AFTER A fresh indictment by the Anti-Corruption Bureau (ACB), the Special Judge (Anti-Corruption) Baramulla is set to hear on Monday the final arguments on framing of charges against Baseer Ahmad Khan, Advisor to J&K Lieutenant Governor, in the 2009 Gulmarg land scandal.
The case involving the top functionary in the current government has grabbed attention, especially because the ruling BJP has called its government’s action to nullify Roshni Act “a surgical strike against the corrupt of J&K”. The Gulmarg land scandal is one of the high-profile cases where top officials were booked for allegedly violating the Roshni Act to transfer state land to private persons.
In June this year, Special Judge (Anti-Corruption) Naseer Ahmad Dar had directed the ACB to further investigate the case. Last month, the agency filed a report, indicting Khan once again in the case.
In 2009, the State Vigilance Organisation – now ACB – had registered a case against 20 people, including Khan, the then Baramulla Deputy Commissioner, and six other top bureaucrats, for allegedly misusing their official positions to transfer state land in Gulmarg, earmarked for development of tourist infrastructure, to private parties. This, the agency had said, was in violation of the J&K State Lands (Vesting of Ownership to the Occupants) Act, 2001 or Roshni Act.
Khan was arrested on September 23, 2013 on charge of corruption and granted bail the same day. He went on to become Divisional Commissioner, Kashmir. He was given an extension by the current government after superannuation. Subsequently, he was named Advisor by the Centre in March this year.
The new indictment by the ACB left red faces in the administration, which has been claiming success in its fight against corruption, especially after the abrogation of J&K’s special status last year.
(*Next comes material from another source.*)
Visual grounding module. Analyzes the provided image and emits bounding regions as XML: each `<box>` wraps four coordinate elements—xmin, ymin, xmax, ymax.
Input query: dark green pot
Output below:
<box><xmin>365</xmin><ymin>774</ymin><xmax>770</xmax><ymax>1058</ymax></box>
However, the government has maintained a complete silence on the issue.
Though the Roshni Act was scrapped by the then Governor Satya Pal Malik soon after central rule was imposed in J&K in 2018, the J&K High Court in its judgment last month called the manner in which ownership of state land was transferred under this law “loot to own”. The court transferred the probe to CBI and specifically asked it to “fix the responsibility and culpability of the persons who were at the helm of affairs…”. The current government has announced that it would implement the court order and initiated steps to retrieve the land.